Azure TTS – it is easy and it is fast

Microsoft offers convenient Text To Speech synthesis via Azure.

It is easy – create the resource in Azure and then use the API (create web requests via preffered script/application and get sound file in return).

Example PowerShell script is



#single word process with variables - clean code 
#v3 - changed the path ( $outputFilePath )to be initially set and the output loop uses local variable (path+word+"mp3"

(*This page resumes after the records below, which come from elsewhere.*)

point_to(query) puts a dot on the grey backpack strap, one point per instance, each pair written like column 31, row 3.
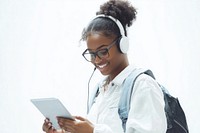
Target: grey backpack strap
column 125, row 99
column 92, row 97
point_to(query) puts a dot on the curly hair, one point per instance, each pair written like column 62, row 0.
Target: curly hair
column 119, row 9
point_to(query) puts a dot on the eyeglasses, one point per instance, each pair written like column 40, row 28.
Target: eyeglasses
column 101, row 53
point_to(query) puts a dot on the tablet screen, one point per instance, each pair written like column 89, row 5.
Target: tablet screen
column 51, row 108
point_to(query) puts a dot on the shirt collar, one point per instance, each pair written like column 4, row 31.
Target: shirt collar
column 119, row 79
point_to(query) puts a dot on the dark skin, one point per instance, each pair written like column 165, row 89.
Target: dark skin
column 110, row 66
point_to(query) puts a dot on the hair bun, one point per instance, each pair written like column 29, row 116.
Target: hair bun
column 119, row 9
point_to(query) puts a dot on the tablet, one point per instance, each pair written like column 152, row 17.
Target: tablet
column 51, row 108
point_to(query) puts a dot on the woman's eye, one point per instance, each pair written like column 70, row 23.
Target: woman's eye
column 103, row 52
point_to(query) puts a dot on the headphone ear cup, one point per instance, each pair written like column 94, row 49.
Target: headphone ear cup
column 124, row 44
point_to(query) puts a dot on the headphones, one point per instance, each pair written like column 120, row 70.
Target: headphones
column 123, row 41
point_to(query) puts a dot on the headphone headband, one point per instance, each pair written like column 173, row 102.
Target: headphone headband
column 123, row 43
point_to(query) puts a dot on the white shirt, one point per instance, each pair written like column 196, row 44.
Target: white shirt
column 146, row 113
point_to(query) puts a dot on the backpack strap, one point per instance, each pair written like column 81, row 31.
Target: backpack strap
column 125, row 99
column 92, row 97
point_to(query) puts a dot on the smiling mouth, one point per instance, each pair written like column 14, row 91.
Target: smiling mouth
column 102, row 66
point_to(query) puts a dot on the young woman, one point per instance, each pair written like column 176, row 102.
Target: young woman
column 107, row 46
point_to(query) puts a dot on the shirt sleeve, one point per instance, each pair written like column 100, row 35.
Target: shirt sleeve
column 146, row 113
column 102, row 128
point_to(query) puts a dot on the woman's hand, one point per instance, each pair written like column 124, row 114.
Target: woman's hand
column 80, row 125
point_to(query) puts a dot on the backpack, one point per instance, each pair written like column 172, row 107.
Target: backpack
column 176, row 120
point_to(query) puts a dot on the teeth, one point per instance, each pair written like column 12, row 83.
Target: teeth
column 102, row 66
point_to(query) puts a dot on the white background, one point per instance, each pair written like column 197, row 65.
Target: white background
column 40, row 55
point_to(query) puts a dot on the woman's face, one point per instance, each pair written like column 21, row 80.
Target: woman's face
column 111, row 65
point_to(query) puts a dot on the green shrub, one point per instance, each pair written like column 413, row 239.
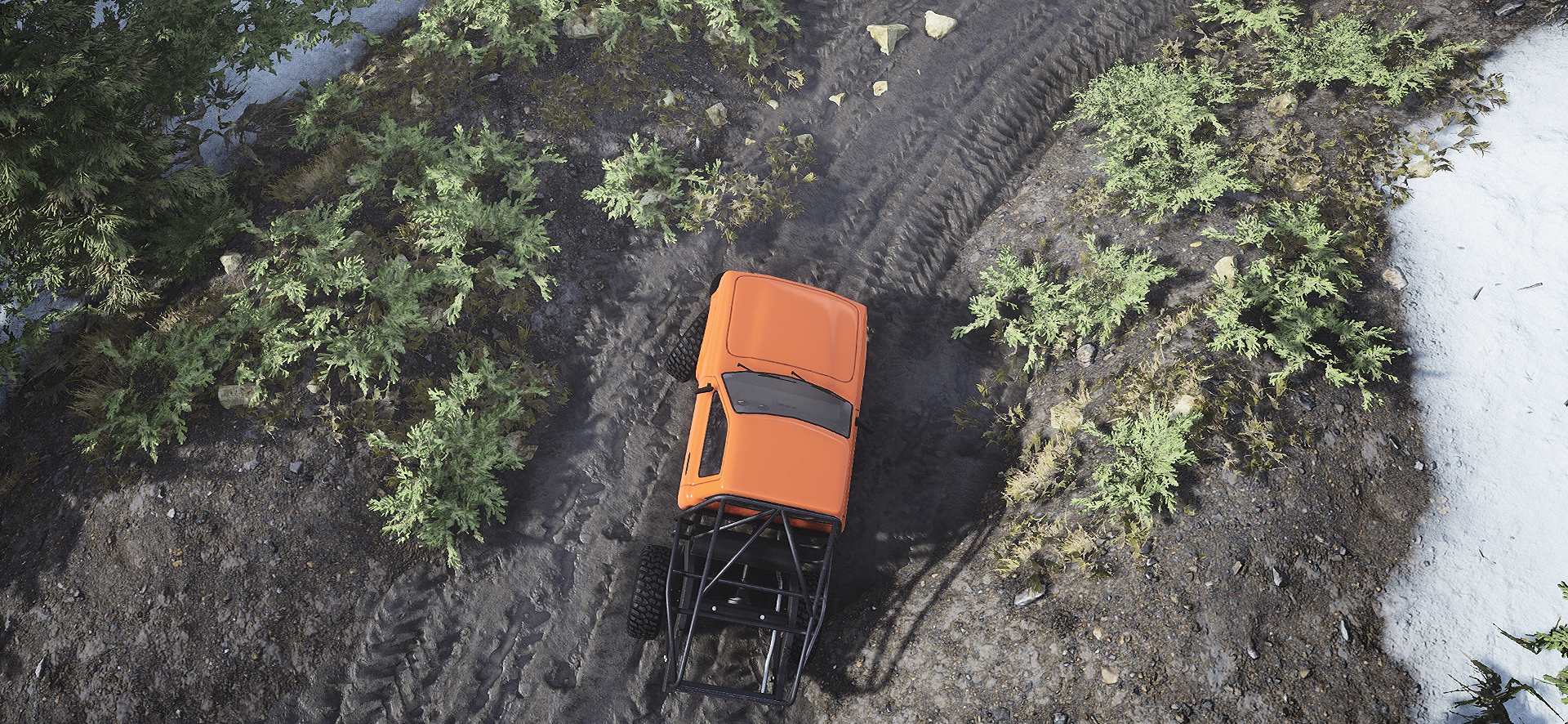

$outputFilePath = "C:\temp\some_folder\azure services\temp_test\"

$words = "зебра
жираф
кон
мишка
компютър
лаптоп
таблет
телефон"
# can be used also for multiple words with each on new line
$wordsArr = $words.Split() | Sort-Object | Get-Unique | Where-Object {$_.Length -gt 1}

#           $wordsArr[1]

clear
$wordsArr | ForEach-Object {
    $word = $_
    Write-Host $word



# Create a hashtable for the headers
$headers = @{
    #the key. in this case key 1
    'Ocp-Apim-Subscription-Key' = 'the-key'
    #the output format
    "X-Microsoft-OutputFormat"  = "audio-24khz-48kbitrate-mono-mp3"
    #some user agent (taken probably from Crome)
    "User-Agent" = "Mozilla/5.0 (Windows NT 10.0; Win64; x64) AppleWebKit/537.36 (KHTML, like Gecko) Chrome/134.0.0.0 Safari/537.36"    
}

$postBody = '
<speak xmlns="http://www.w3.org/2001/10/synthesis" xmlns:mstts="http://www.w3.org/2001/mstts" xmlns:emo="http://www.w3.org/2009/10/emotionml" version="1.0" xml:lang="bg-BG">
<voice name="bg-BG-KalinaNeural">
<lang xml:lang="bg-BG">
'+$word+'
</lang>
</voice></speak>'
    # the region (in the request uri) must match the TTS service location
    # https://learn.microsoft.com/en-us/azure/ai-services/speech-service/rest-text-to-speech?tabs=streaming#regions-and-endpoints
$reqURI = "https://germanywestcentral.tts.speech.microsoft.com/cognitiveservices/v1"
$outputFile = $outputFilePath+$word+".mp3"
$ttsResponse = Invoke-WebRequest -Uri $reqURI -Method Post -Body $postBody -Headers $headers -OutFile $outputFile  -ContentType 'application/ssml+xml; charset=utf-8' 
}

What does the script do? It splits new line separated words (can be usedalso for long texts, but I needed it for words. Btw it also removes the duplicates.), creates headers and the body and then sends the requests. The replies are saved in different files for reuse.

The key is removed, but it can be found from Azure-> the TTS service-> options-> Key.

The network restrictions are easy to set. In my case the access had to be enabled only from my IP (real static IP). Afterwards the sound can be served from the apache.

Microsoft offers Azure AI Speech Studio where the web frontend can be used to perform some voice modifications and also to doenlowad the SSML (XML) file to inspect/modify the code (voice, volume, intonation, rate, pitch, etc.).

Pricing (besides the Free tier that is available suitable for many home projects) is “Neural (real-time and batch): $15 per 1M characters“. I can not even calculate this in sentence or word pricing. For books- it might get much, but for small batches it is neglectable.

Microsoft offers also speech to text, speaker identification and verification, custom voices for TTS and lot more.